É um exagero só, passo a impressão de que experimento o centro do poder de qualquer assunto. Para impressionar os envolvidos, transformo meros conhecidos em grandes amigos, converto pessoas importantes - que jamais encontrei – em confidentes.
Improviso um gabinete na varanda. Armo uma tenda de milagres na cozinha.
Em vez de ficar quieto e resolver, em vez de solucionar secretamente e anunciar o feito apenas quando realmente é certo, assumo a pendência na primeira conversa. Não declaro meus limites, muito menos respeito às peculiaridades de cada situação.
A honestidade depende do senso de realidade. E fantasio de modo inconsequente.

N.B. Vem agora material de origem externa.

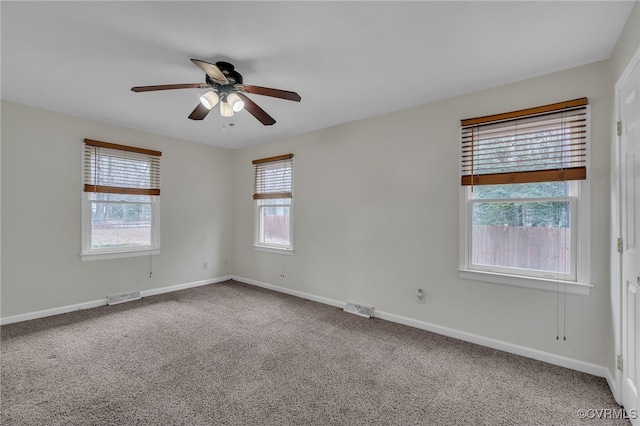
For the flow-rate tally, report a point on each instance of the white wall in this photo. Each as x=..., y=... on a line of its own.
x=41, y=194
x=376, y=217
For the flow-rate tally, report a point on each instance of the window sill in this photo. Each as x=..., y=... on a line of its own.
x=570, y=287
x=277, y=250
x=117, y=254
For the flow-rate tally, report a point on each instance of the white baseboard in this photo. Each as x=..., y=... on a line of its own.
x=169, y=289
x=573, y=364
x=103, y=302
x=296, y=293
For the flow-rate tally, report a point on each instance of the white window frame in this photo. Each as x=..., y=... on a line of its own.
x=259, y=245
x=581, y=244
x=258, y=226
x=89, y=253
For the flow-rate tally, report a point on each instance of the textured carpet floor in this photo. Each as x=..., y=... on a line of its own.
x=232, y=354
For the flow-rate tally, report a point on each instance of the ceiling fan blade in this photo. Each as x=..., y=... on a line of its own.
x=199, y=113
x=274, y=93
x=170, y=87
x=211, y=70
x=256, y=111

Há uma falsa onipotência me reinando, um Napoleão adormecido em minha mente, um Kublai Khan sedado em meu sangue.
Sim, gostaria de ajudar, mas a vontade maior é de se sentir importante ajudando. Como se precisasse eternamente do voto dos meus amigos.
Prometi um emprego ao Diego, prometi encontrar uma editora para Beto e Éverton, prometi um marchand para Tiago, prometi apressar uma cirurgia para Geverson... Todos estão esperando religiosamente. Já foram meses, e não obtive nenhum resultado. Não vingou minha influência, não rendeu minha lábia, não alcancei nenhum privilégio. Tentei, e tampouco fui ouvido, igual a eles.
E agora, o que respondo?
Serei obrigado a dizer um “não” constrangido quando poderia ter dito um “não” altivo.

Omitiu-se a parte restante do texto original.